Legislações e políticas públicas voltadas para a primeira infância

Laura Levy, mestre em Bioética é, também, coordenadora e professora universitária em capacitação na Primeira Infância. Com amplo conhecimento na temática, ela falou com exclusividade para a Revista Abrig Digital sobre as políticas públicas voltadas para a defesa dos direitos de crianças e adolescentes, sobretudo nos primeiros anos de vida. Confira a seguir.

ABRIG: Na seara brasileira, como é trabalhado o tema da atenção à Primeira Infância? E quais os avanços legislativos que tivemos nos últimos anos?


LAURA LEVY: Em âmbito interno, a Constituição Federal de 1988 inaugurou um novo período aos direitos e garantias destinadas às crianças e adolescentes. Estabeleceu como dever da família, da sociedade e do Estado assegurar à criança e ao adolescente seus direitos com absoluta prioridade.

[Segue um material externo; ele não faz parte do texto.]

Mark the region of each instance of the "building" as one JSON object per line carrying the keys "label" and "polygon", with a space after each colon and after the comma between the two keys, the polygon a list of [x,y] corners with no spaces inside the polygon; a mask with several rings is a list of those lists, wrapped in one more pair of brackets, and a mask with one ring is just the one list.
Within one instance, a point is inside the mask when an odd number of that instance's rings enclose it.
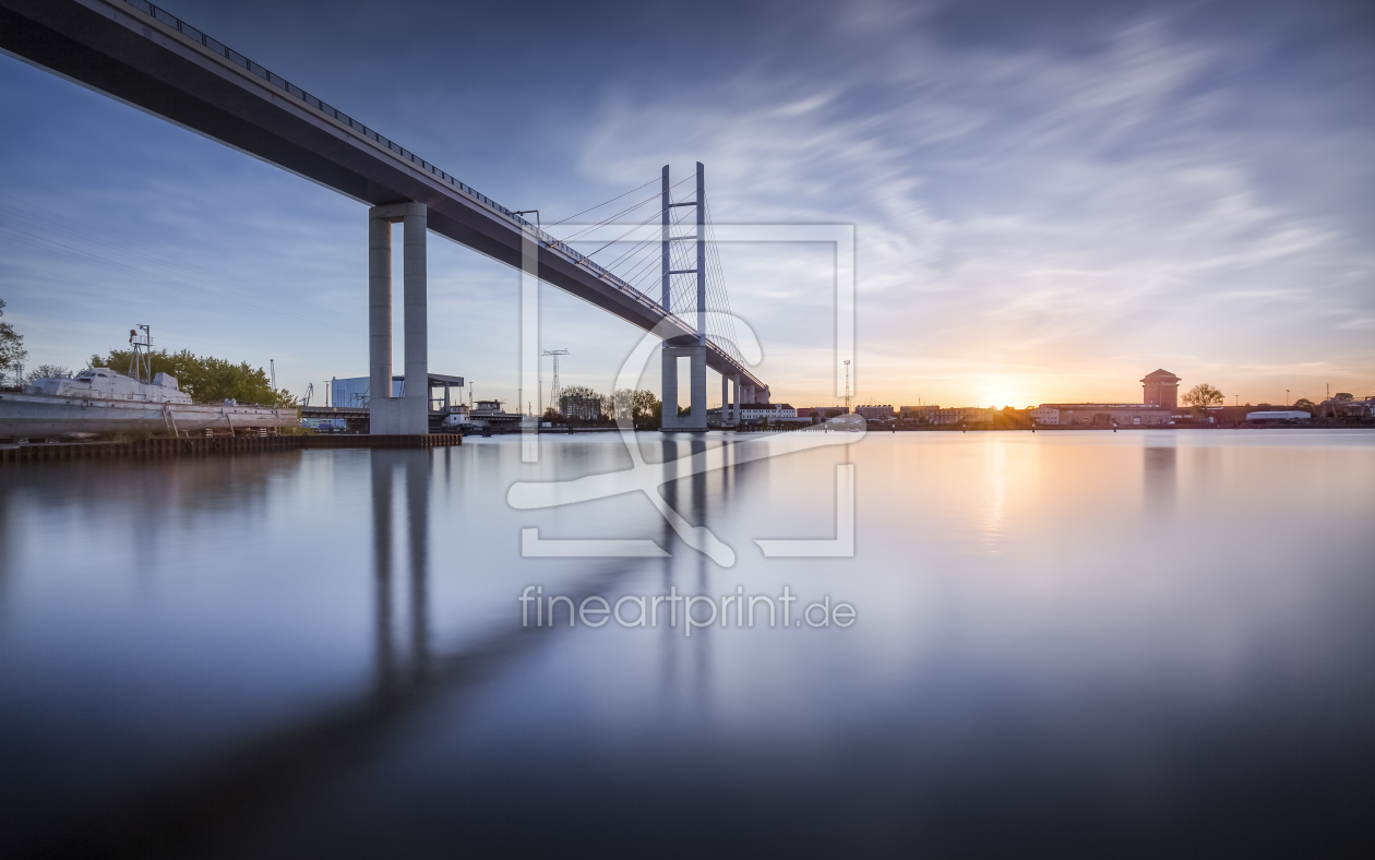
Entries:
{"label": "building", "polygon": [[1308,421],[1310,417],[1302,409],[1273,409],[1246,413],[1247,421]]}
{"label": "building", "polygon": [[865,421],[887,421],[892,417],[892,406],[855,406],[855,414]]}
{"label": "building", "polygon": [[917,421],[917,420],[931,420],[931,416],[940,409],[938,403],[927,403],[924,406],[899,406],[898,417],[903,421]]}
{"label": "building", "polygon": [[1042,427],[1148,427],[1173,424],[1173,411],[1143,403],[1042,403],[1030,414]]}
{"label": "building", "polygon": [[741,403],[740,418],[744,421],[792,420],[798,417],[798,410],[786,403]]}
{"label": "building", "polygon": [[[444,389],[443,406],[450,405],[450,389],[463,388],[463,377],[461,376],[444,376],[440,373],[429,374],[430,392],[436,388]],[[406,377],[393,376],[392,377],[392,396],[404,398],[406,396]],[[330,399],[327,406],[346,406],[352,409],[367,409],[371,400],[371,380],[366,376],[349,377],[345,380],[334,378],[330,380]],[[440,400],[430,399],[430,410],[440,407]]]}
{"label": "building", "polygon": [[601,421],[601,398],[558,398],[558,414],[580,421]]}
{"label": "building", "polygon": [[468,413],[468,420],[477,427],[491,431],[516,432],[520,429],[520,414],[502,409],[500,400],[478,400]]}
{"label": "building", "polygon": [[978,421],[993,421],[996,410],[990,406],[956,406],[952,409],[936,407],[927,414],[931,424],[975,424]]}
{"label": "building", "polygon": [[796,410],[799,418],[821,418],[825,420],[826,416],[848,416],[848,406],[799,406]]}
{"label": "building", "polygon": [[1180,377],[1169,370],[1154,370],[1141,380],[1141,403],[1174,409],[1180,405]]}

Para operacionalizar o que foi estabelecido no Artigo 227 da Constituição Federal de 1988, o Estatuto da Criança e do Adolescente (ECA) foi promulgado por meio da Lei nº 8069 de 13 de julho de 1990, instituindo que a criança e o adolescente fazem jus a todos os direitos fundamentais à pessoa humana: os direitos à vida, à saúde, à alimentação, à educação, ao esporte, ao lazer, à profissionalização, à cultura, à dignidade, ao respeito, à liberdade e à convivência familiar e comunitária. Acrescentando, ainda, como prerrogativa à proteção integral, a responsabilização da família, da comunidade, da sociedade e do Estado por sua garantia.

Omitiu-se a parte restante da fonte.